このような課題を解決し、効率的かつ効果的な LLM 評価を実現するために、注目されているのが Langfuse です。 Langfuse は、LLM システムの開発から運用までをサポートする包括的なプラットフォームです。本記事では、特に LLM の評価機能に焦点を当て、Langfuse がどのように LLM 開発を効率化するのか、具体的な活用方法を解説します。



2. Langfuseによる評価機能

Langfuse は、これらの課題を解決するために、以下の2つの主要な評価機能を備えています。※セルフホスティングの場合はPro/Enterprise版を利用する必要あり


  • Human Annotate: 人間の手によるラベル付けを可能にします。開発者以外のドメインエキスパートが評価する場合に特に有効です。


  • LLM as a Judge: LLM を評価者として活用し、評価用プロンプトに基づいて自動で評価を行います。これにより、評価の客観性と効率性を高めることができます。

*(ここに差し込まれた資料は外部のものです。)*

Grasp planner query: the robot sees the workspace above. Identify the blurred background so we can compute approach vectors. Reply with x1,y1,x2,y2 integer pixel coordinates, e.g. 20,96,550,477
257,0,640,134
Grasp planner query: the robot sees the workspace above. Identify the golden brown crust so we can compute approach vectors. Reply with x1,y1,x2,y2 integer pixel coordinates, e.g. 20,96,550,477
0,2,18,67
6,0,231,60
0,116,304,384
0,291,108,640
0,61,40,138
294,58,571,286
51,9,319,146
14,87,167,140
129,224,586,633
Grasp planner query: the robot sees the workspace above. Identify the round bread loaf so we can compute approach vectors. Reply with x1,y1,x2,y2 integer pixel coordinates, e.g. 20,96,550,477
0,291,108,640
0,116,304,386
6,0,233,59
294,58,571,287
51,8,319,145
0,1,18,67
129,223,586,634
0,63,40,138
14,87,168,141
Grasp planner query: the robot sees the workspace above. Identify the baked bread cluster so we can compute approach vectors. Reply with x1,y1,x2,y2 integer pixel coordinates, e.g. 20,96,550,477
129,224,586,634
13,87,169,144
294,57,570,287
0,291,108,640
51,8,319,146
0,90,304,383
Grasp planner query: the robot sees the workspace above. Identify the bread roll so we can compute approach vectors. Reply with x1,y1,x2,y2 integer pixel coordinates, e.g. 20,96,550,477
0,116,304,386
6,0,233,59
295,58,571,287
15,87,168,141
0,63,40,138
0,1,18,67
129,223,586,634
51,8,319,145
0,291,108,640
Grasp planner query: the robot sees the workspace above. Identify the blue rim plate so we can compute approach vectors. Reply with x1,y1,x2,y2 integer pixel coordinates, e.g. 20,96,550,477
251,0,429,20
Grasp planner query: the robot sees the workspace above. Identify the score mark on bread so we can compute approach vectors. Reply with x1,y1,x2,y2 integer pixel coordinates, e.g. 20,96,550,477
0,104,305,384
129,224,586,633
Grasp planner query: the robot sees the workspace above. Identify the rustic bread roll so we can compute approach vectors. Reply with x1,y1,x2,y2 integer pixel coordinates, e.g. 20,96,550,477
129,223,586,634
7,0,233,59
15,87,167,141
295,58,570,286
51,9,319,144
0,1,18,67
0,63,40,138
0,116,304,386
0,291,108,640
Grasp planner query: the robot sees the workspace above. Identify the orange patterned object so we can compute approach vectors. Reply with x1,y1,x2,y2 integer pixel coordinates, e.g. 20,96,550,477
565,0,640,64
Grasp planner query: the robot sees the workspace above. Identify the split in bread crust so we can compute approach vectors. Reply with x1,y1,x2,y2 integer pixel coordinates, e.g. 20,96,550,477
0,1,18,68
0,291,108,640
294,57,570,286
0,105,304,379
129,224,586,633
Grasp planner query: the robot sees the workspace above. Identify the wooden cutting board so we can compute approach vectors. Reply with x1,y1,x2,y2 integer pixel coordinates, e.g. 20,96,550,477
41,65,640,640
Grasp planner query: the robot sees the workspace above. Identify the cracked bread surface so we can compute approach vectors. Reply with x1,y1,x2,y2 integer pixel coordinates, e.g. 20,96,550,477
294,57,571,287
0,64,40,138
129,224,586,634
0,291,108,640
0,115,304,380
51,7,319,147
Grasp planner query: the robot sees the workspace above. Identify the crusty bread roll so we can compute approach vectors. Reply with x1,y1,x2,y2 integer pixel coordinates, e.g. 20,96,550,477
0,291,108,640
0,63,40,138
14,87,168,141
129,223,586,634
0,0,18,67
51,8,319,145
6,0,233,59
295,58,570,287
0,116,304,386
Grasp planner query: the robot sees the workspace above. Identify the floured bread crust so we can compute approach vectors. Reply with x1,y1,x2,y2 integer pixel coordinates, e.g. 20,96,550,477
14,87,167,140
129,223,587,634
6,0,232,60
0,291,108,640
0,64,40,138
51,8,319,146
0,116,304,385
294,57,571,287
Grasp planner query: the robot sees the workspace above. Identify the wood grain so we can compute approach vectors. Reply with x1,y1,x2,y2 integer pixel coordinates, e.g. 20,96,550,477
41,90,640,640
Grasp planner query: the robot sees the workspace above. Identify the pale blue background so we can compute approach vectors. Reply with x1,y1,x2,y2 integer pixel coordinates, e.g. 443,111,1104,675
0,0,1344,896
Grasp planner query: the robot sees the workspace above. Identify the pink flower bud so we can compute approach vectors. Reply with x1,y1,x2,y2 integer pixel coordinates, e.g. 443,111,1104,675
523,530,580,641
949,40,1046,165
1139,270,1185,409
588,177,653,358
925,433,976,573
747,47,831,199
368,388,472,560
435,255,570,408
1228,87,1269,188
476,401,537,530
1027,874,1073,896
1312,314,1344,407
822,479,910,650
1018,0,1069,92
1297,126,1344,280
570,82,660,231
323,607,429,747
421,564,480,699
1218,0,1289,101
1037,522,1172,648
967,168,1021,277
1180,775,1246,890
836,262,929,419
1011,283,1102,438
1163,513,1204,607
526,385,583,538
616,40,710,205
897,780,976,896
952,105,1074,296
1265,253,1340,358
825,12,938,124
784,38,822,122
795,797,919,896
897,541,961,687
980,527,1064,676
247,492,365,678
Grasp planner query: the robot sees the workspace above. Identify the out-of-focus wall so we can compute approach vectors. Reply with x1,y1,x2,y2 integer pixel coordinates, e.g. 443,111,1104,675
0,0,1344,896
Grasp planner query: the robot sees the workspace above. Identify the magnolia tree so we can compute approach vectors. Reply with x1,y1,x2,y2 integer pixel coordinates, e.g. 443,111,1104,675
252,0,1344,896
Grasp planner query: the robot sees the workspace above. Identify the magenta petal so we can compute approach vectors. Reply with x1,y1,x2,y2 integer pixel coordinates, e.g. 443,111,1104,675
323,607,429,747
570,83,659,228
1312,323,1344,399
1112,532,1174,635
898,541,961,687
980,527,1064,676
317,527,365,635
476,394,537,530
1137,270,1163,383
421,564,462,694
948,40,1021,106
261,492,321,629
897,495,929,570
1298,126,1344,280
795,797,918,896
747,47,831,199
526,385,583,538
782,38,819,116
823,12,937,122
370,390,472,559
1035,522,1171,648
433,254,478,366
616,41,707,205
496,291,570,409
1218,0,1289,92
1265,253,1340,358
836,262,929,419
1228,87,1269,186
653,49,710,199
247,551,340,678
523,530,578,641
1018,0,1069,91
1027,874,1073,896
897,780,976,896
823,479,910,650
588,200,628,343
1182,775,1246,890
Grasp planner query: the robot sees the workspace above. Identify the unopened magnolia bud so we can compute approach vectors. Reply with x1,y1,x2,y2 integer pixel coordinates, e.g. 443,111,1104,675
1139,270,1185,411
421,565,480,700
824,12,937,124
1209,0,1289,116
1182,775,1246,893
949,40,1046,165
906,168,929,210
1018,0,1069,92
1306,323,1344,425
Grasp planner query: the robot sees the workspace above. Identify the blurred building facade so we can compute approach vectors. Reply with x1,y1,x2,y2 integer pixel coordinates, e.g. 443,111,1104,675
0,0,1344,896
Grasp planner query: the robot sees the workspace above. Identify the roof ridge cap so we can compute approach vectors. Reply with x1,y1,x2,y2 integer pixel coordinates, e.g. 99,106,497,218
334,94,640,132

Langfuse の評価機能を利用することで、評価軸を明確に定義し、客観的な評価を行うことが容易になります。また、評価結果は UI 上で可視化され、トレースと紐付けられるため、問題点を特定しやすく、効率的な改善サイクルを実現できます。


3. RAGASとLangfuseの評価アプローチの違い

RAGシステムの評価フレームワークとして、RAGASは広く使用されています。RAGASは汎用的な評価フレームワークとして、検索精度や応答の関連性など、RAGシステムの基本的な性能を測定するために設計されています。しかし、実際のビジネス応用においては、以下のような制約があります


RAGASの制約

  • 事前に定義された評価指標に基づく標準的な評価

  • ドメイン固有の要件への対応が限定的

  • 評価基準の詳細な調整が困難


これに対し、Langfuseは実務での活用に焦点を当てた評価プラットフォームとして、以下のような特徴があります


Langfuseの特徴

  • ドメイン固有の評価基準を柔軟に設定可能

  • 評価プロンプトのカスタマイズと継続的な改善

  • 具体的な評価例

    • 金融分野での規制要件への適合性評価

    • 医療分野での専門用語の正確性評価


このように、RAGASとLangfuseはそれぞれ異なる用途に適しています。RAGASはRAGシステムの基本性能を標準的に評価する際に有効で、Langfuseは実際のビジネス要件に応じた詳細な評価が必要な場合に適しています。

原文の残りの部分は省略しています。